Let $X$ be a reflexive normed space. Let $A \subset X$ be a convex, closed non-empty subset and let $x_0 \notin A$ be a point. Then there is an $x \in A$ such that $$||x_0 - x||_X=\text{dist}(x_0,A) = \text{inf}_{y \in A} \{||x_0 - y||\}$$

So there is actually a point in $A$ which has minimum distance to $x_0$. Now I wonder, what would be a counterexample of this statement, if we exclude the convexity? Or the reflexivity?

I already am pretty sure that there only can be such a counter example in an infinite dimensional vectorspace, since in a finite dimensional space, we can look at $\mathbb{R}^n$ (because all normes are equivalent) and can define a sequence $x_n$ in $X$ such that $||x_0 - x_n|| \rightarrow \text{dist}(x_0, A)$ for $n \rightarrow \infty$. The alomost every element in the sequence is in a ball of radius $\text{dist}(x_0, A) +1$ around $x_0$, so the sequence is bounded and therefore admits a convergent subsequence which converges in $A$, since it is closed.

If I didn't make a mistake, closedness should therefore be sufficiant in finite dimensions, but what about infinite?
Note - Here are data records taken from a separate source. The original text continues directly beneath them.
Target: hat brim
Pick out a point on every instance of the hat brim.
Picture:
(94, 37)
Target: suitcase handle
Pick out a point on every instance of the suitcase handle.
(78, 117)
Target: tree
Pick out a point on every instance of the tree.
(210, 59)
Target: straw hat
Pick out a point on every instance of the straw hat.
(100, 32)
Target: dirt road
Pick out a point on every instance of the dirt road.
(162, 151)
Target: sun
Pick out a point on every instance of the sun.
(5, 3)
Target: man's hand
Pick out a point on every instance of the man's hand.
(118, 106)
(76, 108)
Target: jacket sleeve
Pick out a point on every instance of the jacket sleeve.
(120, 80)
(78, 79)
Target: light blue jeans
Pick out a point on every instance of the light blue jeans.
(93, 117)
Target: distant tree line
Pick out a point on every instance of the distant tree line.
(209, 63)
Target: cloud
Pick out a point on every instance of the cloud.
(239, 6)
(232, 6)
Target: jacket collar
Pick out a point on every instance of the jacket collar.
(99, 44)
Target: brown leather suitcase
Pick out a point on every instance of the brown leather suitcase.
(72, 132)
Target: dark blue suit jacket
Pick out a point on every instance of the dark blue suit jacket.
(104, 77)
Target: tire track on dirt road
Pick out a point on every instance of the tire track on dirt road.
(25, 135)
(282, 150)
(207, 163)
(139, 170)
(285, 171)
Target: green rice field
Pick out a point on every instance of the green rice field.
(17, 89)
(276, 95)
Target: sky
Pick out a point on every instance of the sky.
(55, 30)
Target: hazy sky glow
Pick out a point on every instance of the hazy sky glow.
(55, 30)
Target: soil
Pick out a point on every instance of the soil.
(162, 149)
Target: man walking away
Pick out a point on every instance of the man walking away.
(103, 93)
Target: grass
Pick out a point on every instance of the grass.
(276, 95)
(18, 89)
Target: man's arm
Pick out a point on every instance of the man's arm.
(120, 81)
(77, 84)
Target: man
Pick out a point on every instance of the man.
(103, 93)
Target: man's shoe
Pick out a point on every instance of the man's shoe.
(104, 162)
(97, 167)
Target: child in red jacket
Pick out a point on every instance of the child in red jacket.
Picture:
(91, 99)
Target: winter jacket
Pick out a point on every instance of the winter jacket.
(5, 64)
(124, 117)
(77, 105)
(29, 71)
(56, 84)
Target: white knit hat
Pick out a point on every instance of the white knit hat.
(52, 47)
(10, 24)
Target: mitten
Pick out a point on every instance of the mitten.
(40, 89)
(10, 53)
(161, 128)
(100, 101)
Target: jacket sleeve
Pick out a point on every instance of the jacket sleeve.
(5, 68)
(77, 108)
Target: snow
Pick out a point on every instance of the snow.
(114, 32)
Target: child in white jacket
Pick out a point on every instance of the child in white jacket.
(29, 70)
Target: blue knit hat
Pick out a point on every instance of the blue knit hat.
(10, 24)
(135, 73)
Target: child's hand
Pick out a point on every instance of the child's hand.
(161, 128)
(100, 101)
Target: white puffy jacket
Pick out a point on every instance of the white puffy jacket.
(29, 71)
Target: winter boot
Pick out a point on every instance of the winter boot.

I am thinking for a while now and I just can't come up with a example..

Looking forward to your replies!

Hannes

  • 2
    Hint: Consider an infinite dimensional Hilbert space and a sequence of pairwise orthogonal vectors of length $1+1/n$. – Moishe Kohan Feb 20 '22 at 22:21

1 Answers1

5

The situation is "even worse" than illustrated in @MoisheKohan's apt comment.

That is, in non-Hilbert Banach spaces, closed affine subspaces need not have a point closest to $0$, or there may be infinitely-many points achieving the inf/max.

For example, in the Banach space $C^o[-1,1]$ (with sup norm), the affine subspace $\{f:\int_{-1}^0f-\int_0^1f=1\}$ has no norm-minimizing element.

On the other hand, in $L^1[0,1]$, the subspace $\{f:\int_0^1f=1\}$ has infinitely-many norm-minimizing elements. :)

paul garrett
  • 52,465